You'll remember from last time that the surface of the bowl needed more work. Looking at it after the first coat of varnish dried showed that the surface was scratched from sanding and the end grain areas had a lot of pitting and crushed grain fibers. This needed to be corrected before proceeding with the rest of the varnish application so I took it down to the shop and put it back on the lathe.

I began sanding the inside with 120 grit sandpaper and 900 rpm. While the bowl is spinning I drag the sandpaper across the surface of the walls of the bowl very slowly and from the inside of the bowl to the edge of the bowl wall. I don't press hard on the sandpaper either, instead I just let the weight of my hand press down on the paper. The point here is to very gently shave the surface of the wood to remove any crushed grain and reduce the pitting on the surface. I went from 120 - 600 grit paper and this produced a smooth, shiny surface that was ready for another application of varnish:

Here is the bowl after it's been sanded:

And here is the bowl after a coat of varnish. It's hard to see but the surface looks much better:

And while I was doing this I gave the coffee wood bowl another coat of salad bowl varnish too:

Both bowls will require another 1-2 coats of varnish before they're done so stay tuned for more photos. The poplar bowl will be re-mounted on the lathe after I'm done varnishing it so I can clean up the underside of the foot. So it has a little more time in the shop before it's done.

Apple wood box

After looking at the apple wood box, I decided not to turn it any more but to instead sand it and get it ready for finishing and thats what I did. Here is a photo of the lid on the lathe:

 The lid needed finish sanding and the finial needed a little more turning so as not to look stubby. I also wanted to shave the surface of the finial more so I wouldn't have to do so much sanding. I took my skew chisel, sharpened it really well and very gently cut the surface of the finial until it was smooth and a little narrower.

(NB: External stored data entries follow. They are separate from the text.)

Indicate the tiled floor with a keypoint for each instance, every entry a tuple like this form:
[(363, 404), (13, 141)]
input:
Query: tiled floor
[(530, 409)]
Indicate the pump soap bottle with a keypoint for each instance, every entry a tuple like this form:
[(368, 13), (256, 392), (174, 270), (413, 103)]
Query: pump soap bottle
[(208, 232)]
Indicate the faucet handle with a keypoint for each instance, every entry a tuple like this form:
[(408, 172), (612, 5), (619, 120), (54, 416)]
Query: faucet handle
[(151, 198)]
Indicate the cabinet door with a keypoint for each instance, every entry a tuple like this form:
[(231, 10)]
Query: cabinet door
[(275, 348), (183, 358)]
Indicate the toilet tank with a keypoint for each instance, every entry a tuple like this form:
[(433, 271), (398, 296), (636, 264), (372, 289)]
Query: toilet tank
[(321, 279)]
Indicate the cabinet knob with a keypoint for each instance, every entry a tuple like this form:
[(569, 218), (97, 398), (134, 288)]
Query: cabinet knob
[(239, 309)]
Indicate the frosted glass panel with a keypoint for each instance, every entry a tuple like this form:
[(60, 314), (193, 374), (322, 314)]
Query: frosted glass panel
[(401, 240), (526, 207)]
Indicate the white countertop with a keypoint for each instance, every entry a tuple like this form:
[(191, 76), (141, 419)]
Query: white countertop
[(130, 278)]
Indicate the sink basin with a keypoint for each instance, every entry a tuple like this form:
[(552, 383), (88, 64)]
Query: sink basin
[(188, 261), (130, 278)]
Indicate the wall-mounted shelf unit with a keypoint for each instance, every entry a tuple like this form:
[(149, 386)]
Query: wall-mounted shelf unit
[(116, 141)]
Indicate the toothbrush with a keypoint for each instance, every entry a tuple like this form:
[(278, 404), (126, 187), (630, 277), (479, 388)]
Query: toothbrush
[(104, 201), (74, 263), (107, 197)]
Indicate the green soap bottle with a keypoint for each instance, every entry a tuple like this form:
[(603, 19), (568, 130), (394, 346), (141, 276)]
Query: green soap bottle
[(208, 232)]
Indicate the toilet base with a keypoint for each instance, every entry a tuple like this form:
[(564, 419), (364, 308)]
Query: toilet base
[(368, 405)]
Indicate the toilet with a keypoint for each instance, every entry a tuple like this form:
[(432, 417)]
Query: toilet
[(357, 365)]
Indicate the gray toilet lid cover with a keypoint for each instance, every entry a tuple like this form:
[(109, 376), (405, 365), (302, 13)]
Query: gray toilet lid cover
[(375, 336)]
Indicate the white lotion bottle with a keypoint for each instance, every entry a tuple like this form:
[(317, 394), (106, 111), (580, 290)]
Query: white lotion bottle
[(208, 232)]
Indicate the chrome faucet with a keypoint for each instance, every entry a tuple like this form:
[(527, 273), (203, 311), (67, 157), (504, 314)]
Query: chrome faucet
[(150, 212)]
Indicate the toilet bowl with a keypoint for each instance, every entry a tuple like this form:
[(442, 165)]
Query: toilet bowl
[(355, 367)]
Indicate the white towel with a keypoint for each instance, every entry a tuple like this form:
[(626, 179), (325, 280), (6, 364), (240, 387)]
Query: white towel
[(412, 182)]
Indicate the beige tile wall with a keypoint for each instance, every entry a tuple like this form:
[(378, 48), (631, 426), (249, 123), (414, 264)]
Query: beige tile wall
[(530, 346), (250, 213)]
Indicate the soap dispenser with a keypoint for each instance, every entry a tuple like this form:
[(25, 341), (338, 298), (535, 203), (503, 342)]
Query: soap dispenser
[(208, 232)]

I also sanded it with 400 grit sandpaper and got it very smooth:

The box portion presents a different challenge as the surface is comprised of both solid wood and tree bark. I didn't want to accidently knock off any of the bark so I placed the box on the lathe and locked the lathe in place and hand sanded it. I used 120-400 grit paper on this and I got it really smooth without damaging it: 

It's now ready for a finish to be applied. For this I'm going to use a spray lacquer so as to get the finish applied evening to the surface and into all of the nooks and crannies on the bark areas:

Here's the lid after one coat of lacquer:

And here is the box. I'll continue to use spray lacquer for several coats and then I'll take it off the lathe and gently polish the surface by hand:

While the above pieces are making their way through the finishing process, I'll continue working on the art pieces. The next project will be working on the black ash tea box. More about that tomorrow.